For caching patterns specifically, see our guide to caching strategies.

Choose DynamoDB When

  • You are running on AWS and want a fully managed, serverless database
  • Your access patterns are simple (single-table design with known partition and sort keys)
  • You need consistent performance at any scale with minimal operations overhead

Choose a Graph Database When

  • Relationships between entities are the core of your domain
  • You need to traverse complex relationship paths (e.g. “friends of friends who also like X”)
  • Relational joins for your use case would require three or more levels of nesting

Common Mistakes to Avoid

Choosing Based on Hype

Every few years, a new database paradigm gains momentum and developers rush to adopt it without evaluating whether it fits their use case. MongoDB rode this wave in the early 2010s, and many teams ended up restructuring their data layer a few years later when they realised they needed relational integrity.

Evaluate databases against your specific requirements, not industry trends.

Over-Engineering for Scale

Designing for millions of users when you have hundreds is a common trap. Distributed databases add complexity: more failure modes, harder debugging, eventual consistency trade-offs, and higher operational costs. Start with the simplest option that meets your current needs and scale up when the data tells you to.

Ignoring Operational Costs

The cheapest database to run is the one your team already knows how to operate. Factor in monitoring, backups, upgrades, and on-call burden when comparing options. A managed database service often makes more sense than self-hosting, even at a higher per-unit cost.

Using One Database for Everything

The opposite mistake is trying to force one database to handle workloads it was not designed for. Using PostgreSQL as a message queue, Redis as a primary data store, or MongoDB for heavily relational data creates friction. Recognise when a workload needs its own data store.

For more on making pragmatic architectural decisions, see the pragmatic approach to microservices.

Making Your Decision

Here is a simple decision framework:

  1. Start with your data model. If your data is relational, start with PostgreSQL or MySQL. If it is documents, consider MongoDB. If it is key-value, consider Redis or DynamoDB.
  2. Validate against access patterns. Make sure your database can handle your most common queries efficiently. If you need complex joins, stick with SQL. If you only need point lookups, simpler is better.
  3. Check your scale requirements honestly. A single PostgreSQL instance handles more than most people think. Do not introduce distributed complexity until you have evidence you need it.
  4. Consider your team. The best database is one your team can operate confidently. Factor in expertise, hiring, and on-call reality.
  5. Prototype with real data. Load a representative dataset and test your critical queries. Benchmarks in blog posts (including this one) are never a substitute for testing with your own workload.

The Bottom Line

Database selection is a consequential decision, but it does not need to be agonising. For most web applications, a relational database (particularly PostgreSQL) is the right starting point. Add specialised databases only when you hit a concrete limitation that your primary database cannot handle efficiently.

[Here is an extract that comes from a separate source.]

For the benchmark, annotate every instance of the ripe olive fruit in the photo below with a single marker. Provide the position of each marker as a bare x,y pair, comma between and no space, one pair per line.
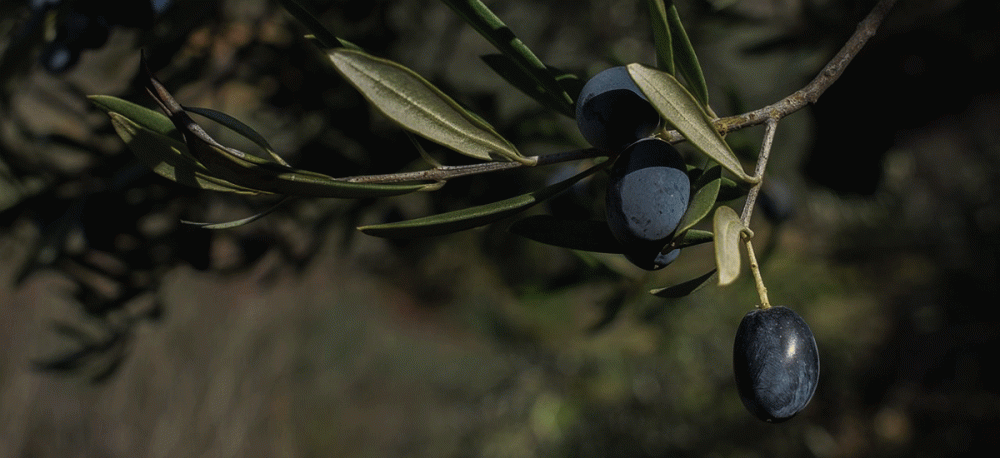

The teams that get this right are the ones that base their decision on actual requirements, not hypothetical scale, industry trends, or resume-driven development. Understand your data, know your access patterns, and choose the simplest tool that does the job well.

Frequently asked questions

Should I always use PostgreSQL?

PostgreSQL is an excellent default for most web applications because it handles relational data well, supports JSON columns for semi-structured data, and scales vertically to impressive levels. However, it is not the best fit for every workload. If your data is primarily key-value pairs with extreme throughput requirements, a dedicated key-value store like Redis or DynamoDB may serve you better. If your data is deeply nested and document-oriented with no relational needs, MongoDB can simplify your data layer. Choose based on your actual access patterns, not habit.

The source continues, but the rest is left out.